Give an antique appearance to

Classified under:

Verbs of size, temperature change, intensifying, etc.

Synonyms:

antiquate; antique

Context example:

antique furniture

Hypernyms (to "antique" is one way to...):

alter; change; modify (cause to change; make different; cause a transformation)

Sentence frame:

Somebody ----s something

Derivation:

antique (any piece of furniture or decorative object or the like produced in a former period and valuable because of its beauty or rarity)


 Context examples 


We often walk in the Tuileries Gardens, for they are lovely, though the antique Luxembourg Gardens suit me better.

(Little Women, by Louisa May Alcott)

But so low did the building stand, that she found herself passing through the great gates of the lodge into the very grounds of Northanger, without having discerned even an antique chimney.

(Northanger Abbey, by Jane Austen)

It is seldom, indeed, an English face comes so near the antique models as did his.

(Jane Eyre, by Charlotte Brontë)

In the center of the rich red carpet was a black and gold Louis Quinze table, a lovely antique, now sacrilegiously desecrated with marks of glasses and the scars of cigar-stumps.

(The Lost World, by Sir Arthur Conan Doyle)

He held in his hand an antique silver lamp, in which the flame burned without chimney or globe of any kind, throwing long quivering shadows as it flickered in the draught of the open door.

(Dracula, by Bram Stoker)

The father of their charge was one of those Italians nursed in the memory of the antique glory of Italy—one among the schiavi ognor frementi, who exerted himself to obtain the liberty of his country.

(Frankenstein, by Mary Wollstonecraft Shelley)

If you work in an industry that deals with historical artifacts, landmark buildings, estates, or antiques and heirlooms, you will also have a good chance of meeting someone on or near the weekend of November 24.
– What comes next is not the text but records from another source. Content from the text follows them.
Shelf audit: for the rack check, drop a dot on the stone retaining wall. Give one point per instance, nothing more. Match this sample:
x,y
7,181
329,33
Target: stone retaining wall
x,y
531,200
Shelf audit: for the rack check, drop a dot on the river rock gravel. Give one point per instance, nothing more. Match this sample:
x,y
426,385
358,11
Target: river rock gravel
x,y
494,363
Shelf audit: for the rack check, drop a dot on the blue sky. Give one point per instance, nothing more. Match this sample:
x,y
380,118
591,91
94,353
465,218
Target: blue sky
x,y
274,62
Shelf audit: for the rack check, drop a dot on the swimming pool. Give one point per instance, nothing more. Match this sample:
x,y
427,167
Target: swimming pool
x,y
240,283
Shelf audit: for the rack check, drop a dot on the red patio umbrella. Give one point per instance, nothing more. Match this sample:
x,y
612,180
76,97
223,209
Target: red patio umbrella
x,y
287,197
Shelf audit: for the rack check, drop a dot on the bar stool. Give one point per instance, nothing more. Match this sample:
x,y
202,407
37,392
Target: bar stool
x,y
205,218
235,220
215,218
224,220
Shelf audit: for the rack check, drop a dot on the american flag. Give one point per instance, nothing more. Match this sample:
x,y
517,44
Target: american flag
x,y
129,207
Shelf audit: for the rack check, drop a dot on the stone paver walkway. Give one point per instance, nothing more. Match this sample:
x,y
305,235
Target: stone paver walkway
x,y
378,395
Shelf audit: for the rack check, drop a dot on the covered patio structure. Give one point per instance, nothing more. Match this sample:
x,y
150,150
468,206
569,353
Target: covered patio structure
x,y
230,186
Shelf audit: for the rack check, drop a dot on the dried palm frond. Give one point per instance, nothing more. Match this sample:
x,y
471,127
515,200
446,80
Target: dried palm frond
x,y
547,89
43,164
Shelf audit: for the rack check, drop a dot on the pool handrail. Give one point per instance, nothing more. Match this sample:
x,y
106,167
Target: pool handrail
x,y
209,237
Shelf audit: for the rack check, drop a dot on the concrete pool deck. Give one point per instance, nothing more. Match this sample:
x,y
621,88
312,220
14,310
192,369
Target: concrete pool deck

(AstrologyZone.com, by Susan Miller)

What Julia calls “society”, I see; among it Mr. Jack Maldon, from his Patent Place, sneering at the hand that gave it him, and speaking to me of the Doctor as “so charmingly antique”.

(David Copperfield, by Charles Dickens)

A few strange, antique portraits of the men and women of other days decorated the stained walls; a cupboard with glass doors contained some books and an ancient set of china.

(Jane Eyre, by Charlotte Brontë)

It must be confessed that the artist sometimes got possession of the woman, and indulged in antique coiffures, statuesque attitudes, and classic draperies.